L'ho pensato soprattutto, naturalmente, mentre mangiavo e vomitavo; piangevo e vivevo intensamente quello strazio, quella vergogna, quel dolore nei versi che facevo e nel petto che scoppiava; e se da una parte sentivo di essere l'unica ad aver scoperto che la guarigione non esiste, dall'altra - ed è la seconda ragione per cui detesto l'associazione e quella povera ragazza che l'ha fondata - mi sentivo come un bambino che gioca con i suoi amici alla caccia al tesoro: tutti gli altri lo hanno trovato, questo tesoro, mentre lui ha attraversato cortili, si è sbucciato le ginocchia, ha scavato sotto la terra, e non ha trovato ancora niente.
E mi sento come se tutti, attorno a quella me bambino, guardandomi mentre cerco, mi dicessero "è facilissimo: ma come fai a non trovarlo?" senza che nessuno mi desse una mano a cercare.
E soprattutto sento nelle mie lacrime le lacrime di quel bambino frustrato: che gli altri abbiano trovato un tesoro che non è lo stesso che cerco io?
Che io l'abbia già trovato, quel tesoro, ma che l'abbia scartato subito perché non pensavo fosse un tesoro, così povero, così arrangiato, così poco convincente?

Che la guarigione fossero quei 5 chili presi 4 anni fa, che non ho saputo accettare, che ho scartato, che mi hanno portata a vomitare?

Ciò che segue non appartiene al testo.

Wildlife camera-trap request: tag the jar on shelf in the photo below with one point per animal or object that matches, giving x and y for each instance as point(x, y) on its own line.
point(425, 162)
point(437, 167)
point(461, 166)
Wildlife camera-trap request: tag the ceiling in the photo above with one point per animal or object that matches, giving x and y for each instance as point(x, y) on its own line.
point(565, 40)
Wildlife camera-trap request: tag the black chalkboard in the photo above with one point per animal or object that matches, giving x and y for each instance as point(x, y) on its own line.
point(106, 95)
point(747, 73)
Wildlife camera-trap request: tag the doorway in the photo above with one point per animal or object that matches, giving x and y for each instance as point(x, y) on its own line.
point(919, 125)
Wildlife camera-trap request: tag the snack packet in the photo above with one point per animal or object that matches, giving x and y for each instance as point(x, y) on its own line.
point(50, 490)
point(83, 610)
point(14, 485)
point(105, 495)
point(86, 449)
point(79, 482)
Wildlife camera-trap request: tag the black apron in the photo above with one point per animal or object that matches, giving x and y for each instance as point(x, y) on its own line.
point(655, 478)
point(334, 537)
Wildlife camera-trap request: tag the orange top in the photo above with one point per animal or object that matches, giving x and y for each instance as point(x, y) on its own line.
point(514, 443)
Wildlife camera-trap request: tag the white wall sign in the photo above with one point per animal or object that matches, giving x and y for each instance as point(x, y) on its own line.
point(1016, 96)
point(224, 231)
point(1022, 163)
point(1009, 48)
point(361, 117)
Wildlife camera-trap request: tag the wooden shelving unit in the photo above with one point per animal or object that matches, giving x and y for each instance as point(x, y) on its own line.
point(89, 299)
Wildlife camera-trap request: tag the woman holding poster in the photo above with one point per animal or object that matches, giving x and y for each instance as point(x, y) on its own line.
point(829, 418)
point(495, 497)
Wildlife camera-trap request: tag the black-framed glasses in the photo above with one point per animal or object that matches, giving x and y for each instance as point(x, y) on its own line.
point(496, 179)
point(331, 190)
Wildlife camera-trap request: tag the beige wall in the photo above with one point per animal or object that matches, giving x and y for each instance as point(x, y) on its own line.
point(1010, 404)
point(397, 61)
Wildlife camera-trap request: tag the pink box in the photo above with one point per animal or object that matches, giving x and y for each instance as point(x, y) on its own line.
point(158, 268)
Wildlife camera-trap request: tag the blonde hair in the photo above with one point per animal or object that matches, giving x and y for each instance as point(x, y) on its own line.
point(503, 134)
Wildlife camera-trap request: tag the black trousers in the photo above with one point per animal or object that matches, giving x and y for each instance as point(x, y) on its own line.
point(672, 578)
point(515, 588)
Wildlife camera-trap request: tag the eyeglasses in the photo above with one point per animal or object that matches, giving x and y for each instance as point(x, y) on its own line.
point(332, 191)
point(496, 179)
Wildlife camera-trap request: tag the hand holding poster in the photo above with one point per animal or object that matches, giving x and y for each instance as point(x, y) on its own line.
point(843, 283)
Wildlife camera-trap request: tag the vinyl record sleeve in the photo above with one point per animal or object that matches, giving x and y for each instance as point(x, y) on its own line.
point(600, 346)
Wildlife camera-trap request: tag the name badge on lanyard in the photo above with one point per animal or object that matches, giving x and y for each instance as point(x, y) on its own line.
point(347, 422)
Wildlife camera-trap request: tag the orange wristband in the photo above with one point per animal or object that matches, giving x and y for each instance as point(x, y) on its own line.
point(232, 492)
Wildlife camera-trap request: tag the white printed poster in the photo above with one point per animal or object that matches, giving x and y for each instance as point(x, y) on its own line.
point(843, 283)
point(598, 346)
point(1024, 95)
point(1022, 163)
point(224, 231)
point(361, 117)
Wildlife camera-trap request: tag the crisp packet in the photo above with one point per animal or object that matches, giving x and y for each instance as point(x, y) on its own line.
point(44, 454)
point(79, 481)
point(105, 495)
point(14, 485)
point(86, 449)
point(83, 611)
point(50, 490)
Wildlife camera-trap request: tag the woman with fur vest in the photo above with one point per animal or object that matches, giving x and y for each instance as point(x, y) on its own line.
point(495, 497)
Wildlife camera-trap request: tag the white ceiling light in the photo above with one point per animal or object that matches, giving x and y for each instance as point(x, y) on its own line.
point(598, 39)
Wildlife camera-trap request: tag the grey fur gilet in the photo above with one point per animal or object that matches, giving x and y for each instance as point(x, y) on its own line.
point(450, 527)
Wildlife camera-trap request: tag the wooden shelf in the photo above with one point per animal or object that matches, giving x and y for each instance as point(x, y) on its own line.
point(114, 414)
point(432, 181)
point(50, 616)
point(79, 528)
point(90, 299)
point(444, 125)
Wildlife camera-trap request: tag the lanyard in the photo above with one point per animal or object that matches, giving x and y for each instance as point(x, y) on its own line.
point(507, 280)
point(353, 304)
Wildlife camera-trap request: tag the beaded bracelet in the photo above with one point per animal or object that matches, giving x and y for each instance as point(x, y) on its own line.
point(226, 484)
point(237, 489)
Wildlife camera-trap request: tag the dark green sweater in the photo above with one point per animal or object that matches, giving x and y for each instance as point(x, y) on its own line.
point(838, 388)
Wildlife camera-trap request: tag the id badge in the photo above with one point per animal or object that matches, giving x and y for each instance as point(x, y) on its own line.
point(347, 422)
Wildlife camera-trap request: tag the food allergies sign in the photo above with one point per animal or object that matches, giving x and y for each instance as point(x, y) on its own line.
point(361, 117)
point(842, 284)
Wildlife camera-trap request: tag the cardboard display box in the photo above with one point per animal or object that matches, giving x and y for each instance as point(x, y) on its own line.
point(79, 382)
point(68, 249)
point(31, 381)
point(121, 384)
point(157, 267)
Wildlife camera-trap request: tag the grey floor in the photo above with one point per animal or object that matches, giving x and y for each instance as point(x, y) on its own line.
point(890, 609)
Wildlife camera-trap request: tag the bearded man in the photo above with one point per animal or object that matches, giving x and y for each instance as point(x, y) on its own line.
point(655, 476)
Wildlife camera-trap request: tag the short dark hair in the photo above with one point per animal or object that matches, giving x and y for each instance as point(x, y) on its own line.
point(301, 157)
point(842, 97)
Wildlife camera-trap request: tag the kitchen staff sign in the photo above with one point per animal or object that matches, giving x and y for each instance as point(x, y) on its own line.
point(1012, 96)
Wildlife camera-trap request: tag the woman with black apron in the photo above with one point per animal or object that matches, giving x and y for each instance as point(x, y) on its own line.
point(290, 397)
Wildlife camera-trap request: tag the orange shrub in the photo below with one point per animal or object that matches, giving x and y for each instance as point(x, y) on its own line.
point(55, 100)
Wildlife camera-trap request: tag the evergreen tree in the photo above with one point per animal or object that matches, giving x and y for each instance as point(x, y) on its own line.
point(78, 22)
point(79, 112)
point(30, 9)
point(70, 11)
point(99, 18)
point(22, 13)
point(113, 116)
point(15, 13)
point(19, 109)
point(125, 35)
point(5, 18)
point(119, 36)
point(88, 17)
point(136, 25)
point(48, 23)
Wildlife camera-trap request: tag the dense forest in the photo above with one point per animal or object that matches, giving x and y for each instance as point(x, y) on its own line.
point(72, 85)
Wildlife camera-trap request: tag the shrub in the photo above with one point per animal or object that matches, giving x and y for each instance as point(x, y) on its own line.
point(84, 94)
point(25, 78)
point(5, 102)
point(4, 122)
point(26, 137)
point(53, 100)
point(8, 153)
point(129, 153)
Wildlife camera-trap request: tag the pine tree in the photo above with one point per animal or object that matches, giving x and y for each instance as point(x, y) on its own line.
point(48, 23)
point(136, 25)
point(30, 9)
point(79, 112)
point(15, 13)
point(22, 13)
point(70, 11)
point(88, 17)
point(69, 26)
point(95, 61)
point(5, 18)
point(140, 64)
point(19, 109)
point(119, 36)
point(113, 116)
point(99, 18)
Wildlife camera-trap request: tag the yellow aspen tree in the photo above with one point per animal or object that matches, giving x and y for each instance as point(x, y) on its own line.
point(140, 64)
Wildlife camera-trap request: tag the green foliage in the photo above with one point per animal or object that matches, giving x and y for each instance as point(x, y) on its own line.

Non ho saputo vederla, la guarigione che tutti decantano?
Forse l'ho attraversata, come quando cerchi un luogo che ti indicano, lo sorpassi e continui a camminare per anni e anni convinta che questo luogo non esista, che ti abbiano presa in giro.

Mentre vomitavo, ieri, pensavo che fosse assurdo pensare ad una vita senza questo dolore lacerante così radicato, così comodamente accasato, così perfettamente inserito.
Mentre vomitavo pensavo che fosse una presa in giro quell'associazione per me che dopo 7 anni ancora mi ritrovavo a mangiare latte e biscotti in quindici secondi e vomitarli in mezz'ora, una presa in giro. Come si può veramente credere che dopo tutti questi anni io potrò davvero non abbuffarmi e vomitare più?
Non c'è più nulla di nuovo, e forse cinque anni fa avrei potuto pensare "Sta mattina sto meglio, wow, figo! Potrei guarire davvero!"; perché ormai l'ho pensato così tante volte e così tante volte il giorno dopo mi sono ritrovata al supermercato a riempirmi di roba, sola con me stessa, che non ci credo più che ci possa essere una svolta epocale.
Forse per chi è malato da uno, due, tre anni, come questa mia compagna, può valere questo giochetto; ma dopo 7 anni è davvero ridicolo anche solo immaginarlo.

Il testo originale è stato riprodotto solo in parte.